A newly discovered protein is helping defeat a flesh-eating bacteria

The authors of the study describe NLRP3's ability to detect these toxins using the analogy of a home security system "that also doubles up as a fire detector."  

"This fire detector, like NLRP3, is very versatile and can protect the house, or in this case, our body," co-author Callum Kay, also from JCSMR, said. 

"But what if this fire detector was so sensitive that it interpreted smoke coming from a barbecue as a fire? Then the alarm would be constantly going off and cause chaos for the homeowner.  

"We found that NLRP3 acts in a similar way; the protein can become overactive and trigger a disproportionate response that causes more harm than good and can lead to sepsis, which can be life-threatening." 

When this occurs, the body's safety mechanisms that are designed to protect us fail. 

Using drugs to dampen the immune system's defensive response triggered by NLRP3 helped the scientists decipher the molecular mechanisms that cause the toxins to trigger the protein's alarm system. 

New understanding brings new treatments

The researchers now believe that by better understanding these mechanisms, they can develop new therapies to defeat the bacteria.   

"The death rate of muscle necrosis, which is caused by Clostridium perfringens, remains alarmingly high, exceeding 50 per cent," Dr. Mathur said. 

"By understanding the role NLRP3 plays in detecting these deadly toxins and the defensive mechanisms it activates to protect the body, we can start to develop new techniques that target the protein and 'dampen' its overactive response.  
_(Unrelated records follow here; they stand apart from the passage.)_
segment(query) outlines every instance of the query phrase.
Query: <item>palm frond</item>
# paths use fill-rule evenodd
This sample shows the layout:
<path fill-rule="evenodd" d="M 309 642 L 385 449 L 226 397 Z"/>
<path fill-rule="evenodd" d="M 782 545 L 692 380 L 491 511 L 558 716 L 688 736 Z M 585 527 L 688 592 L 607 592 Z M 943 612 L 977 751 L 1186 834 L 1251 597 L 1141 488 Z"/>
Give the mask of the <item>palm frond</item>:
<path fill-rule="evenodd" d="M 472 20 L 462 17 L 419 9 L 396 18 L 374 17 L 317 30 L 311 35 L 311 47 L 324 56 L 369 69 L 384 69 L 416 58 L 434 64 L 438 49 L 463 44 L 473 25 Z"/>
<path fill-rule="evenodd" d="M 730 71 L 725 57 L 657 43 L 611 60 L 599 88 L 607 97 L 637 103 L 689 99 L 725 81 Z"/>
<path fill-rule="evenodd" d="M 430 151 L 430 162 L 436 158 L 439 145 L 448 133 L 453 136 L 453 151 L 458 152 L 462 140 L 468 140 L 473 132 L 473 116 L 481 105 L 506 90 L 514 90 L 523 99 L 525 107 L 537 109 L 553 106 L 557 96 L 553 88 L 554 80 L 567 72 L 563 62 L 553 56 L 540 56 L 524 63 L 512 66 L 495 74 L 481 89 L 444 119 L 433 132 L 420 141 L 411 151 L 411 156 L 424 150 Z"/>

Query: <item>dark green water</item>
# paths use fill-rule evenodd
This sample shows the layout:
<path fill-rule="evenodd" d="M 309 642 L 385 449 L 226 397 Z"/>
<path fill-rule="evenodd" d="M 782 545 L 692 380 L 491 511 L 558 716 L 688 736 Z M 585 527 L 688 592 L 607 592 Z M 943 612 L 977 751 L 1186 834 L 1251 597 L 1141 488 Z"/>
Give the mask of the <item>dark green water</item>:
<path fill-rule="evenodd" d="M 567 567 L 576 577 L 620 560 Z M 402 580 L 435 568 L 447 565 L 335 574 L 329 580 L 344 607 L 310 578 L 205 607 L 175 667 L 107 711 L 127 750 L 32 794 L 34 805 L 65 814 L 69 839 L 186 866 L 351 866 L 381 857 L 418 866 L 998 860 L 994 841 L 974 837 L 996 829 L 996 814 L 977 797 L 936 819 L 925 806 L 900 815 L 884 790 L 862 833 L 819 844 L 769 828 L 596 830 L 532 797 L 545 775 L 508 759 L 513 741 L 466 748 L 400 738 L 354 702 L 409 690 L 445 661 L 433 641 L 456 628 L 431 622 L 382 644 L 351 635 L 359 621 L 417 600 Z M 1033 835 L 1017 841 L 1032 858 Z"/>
"This would not only help prevent the body from triggering extreme and potentially deadly reactions to infection, but it could also help us find new ways to outsmart the bacteria and potentially develop new treatments," Mathur noted in the statement. 

The research is published in EMBO Reports. 

Study abstract:

Inflammasome signaling is a central pillar of innate immunity triggering inflammation and cell death in response to microbes and danger signals. Here, we show that two virulence factors from the human bacterial pathogen Clostridium perfringens are nonredundant activators of the NLRP3 inflammasome in mice and humans. C. perfringens lecithinase (also known as phospolipase C) and C. perfringens perfringolysin O induce distinct mechanisms of activation. Lecithinase enters LAMP1+ vesicular structures and induces lysosomal membrane destabilization. Furthermore, lecithinase induces the release of the inflammasome-dependent cytokines IL-1β and IL-18, and the induction of cell death independently of the pore-forming proteins gasdermin D, MLKL and the cell death effector protein ninjurin-1 or NINJ1. We also show that lecithinase triggers inflammation via the NLRP3 inflammasome in vivo and that pharmacological blockade of NLRP3 using MCC950 partially prevents lecithinase-induced lethality. Together, these findings reveal that lecithinase activates an alternative pathway to induce inflammation during C. perfringens infection and that this mode of action can be similarly exploited for sensing by a single inflammasome.